Mary and Martha: A Short Comparison

 

by Greg Sousa
 October 22, 2013

In a society filled with time commitments, fast-approaching deadlines, and schedules that don’t seem to fit within a twenty-four hour time frame, where does one find the time needed to accomplish all of their tasks at hand and still maintain a hospitable social life? How does one stop from being distracted with details and simply recognize the reasons for his/her actions? These are some of the questions and conflicts that Mary and her older sister Martha faced when Jesus and His twelve apostles were guests at their house in Bethany.

We first meet Mary and Martha in the Gospel of Luke. Although they are mentioned in each of the four Gospels, it is the story of Luke 10: 38-42 that has been studied for centuries by biblical scholars.  Mary, Martha, and Lazarus had become cherished personal friends of Jesus during His earthly ministry. He had a profound love for their family, and it's clear from Luke's account that Jesus made Himself at home in their house.  Although the passage is short, it is very poignant. Luke writes:

 Now it happened as they went that He entered a certain village; and a certain woman named Martha welcomed Him into her house.  And she had a sister called Mary, who also sat at Jesus’ feet and heard His word. But Martha was distracted with much serving, and she approached Him and said, “Lord, do You not care that my sister has left me to serve alone? Therefore tell her to help me.”  And Jesus answered and said to her, “Martha, Martha, you are worried and troubled about many things. But one thing is needed, and Mary has chosen that good part, which will not be taken away from her” (Luke 10: 38-42 NKJV).
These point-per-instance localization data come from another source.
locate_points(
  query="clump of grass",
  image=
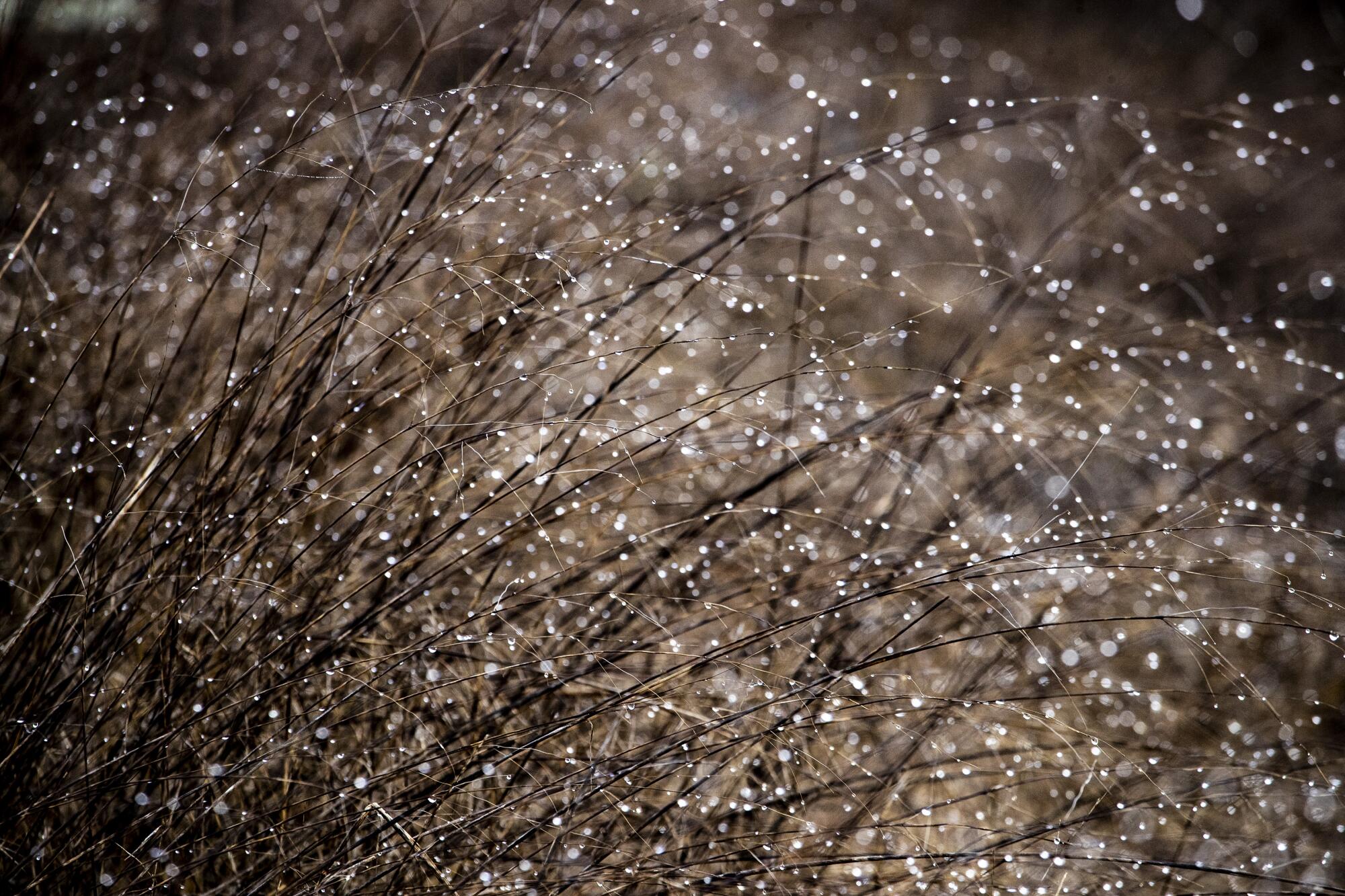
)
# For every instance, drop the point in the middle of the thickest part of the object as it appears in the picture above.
(466, 454)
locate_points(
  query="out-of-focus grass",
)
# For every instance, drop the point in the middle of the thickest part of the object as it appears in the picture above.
(726, 447)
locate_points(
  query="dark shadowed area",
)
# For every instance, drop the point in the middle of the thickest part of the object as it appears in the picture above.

Jesus had apparently been invited into the home by Martha, signifying that she was the one in charge and the master of ceremonies of this house. She tried to do everything that she could to make sure that all of the details of the visit were perfect – and as the oldest sibling – she may have feared the shame of her home not measuring up to the desired expectations. While much of Martha’s behavior is commendable, she fussed over the hostessing duties too much. As a result, she was not able to enjoy any quality time with her guest, Jesus, and found it impossible to accept her sister’s lack of cooperation in all of the preparations.

 In contrast to her sister, Mary felt it was important to give more attention to Jesus rather than focus on the details of the visit. Mary felt that it was more important to sit at the feet of Jesus and listen to His words rather than focus on the details of serving her guest’s needs. Mary’s actions irritated Martha so much that she bought it to the attention of her guest, Jesus. Jesus didn’t become angry with Martha. He was the perfect house guest. He understood her anguish, but loved her enough to tell her what she needed to hear. He tactfully stated that Mary’s choice was the most appropriate. Jesus' reply must have utterly startled Martha. It probably never occurred to her that she might be the one in the wrong, but the little scene earned her the gentlest of admonitions from Jesus.

Ironically, in a later incident recorded in the twelfth chapter of the Gospel of John, we find Mary, once again, sitting at the feet of Jesus while she anoints Him with expensive oils and perfumes and wipes His feet with her hair. This time Judas Iscariot is the one to quickly rebuke Mary for her actions stating, “That perfume was worth a year’s wages. It should have been sold and the money given to the poor” (John 12: 5 NIV). Once again Jesus comes to Mary’s defense and rebukes Judas saying, “Leaver her alone. She did this in preparation for my burial” (John 12: 7 NIV). Mary seemed to be able to discern Jesus’ true meaning even better than any of His twelve disciples.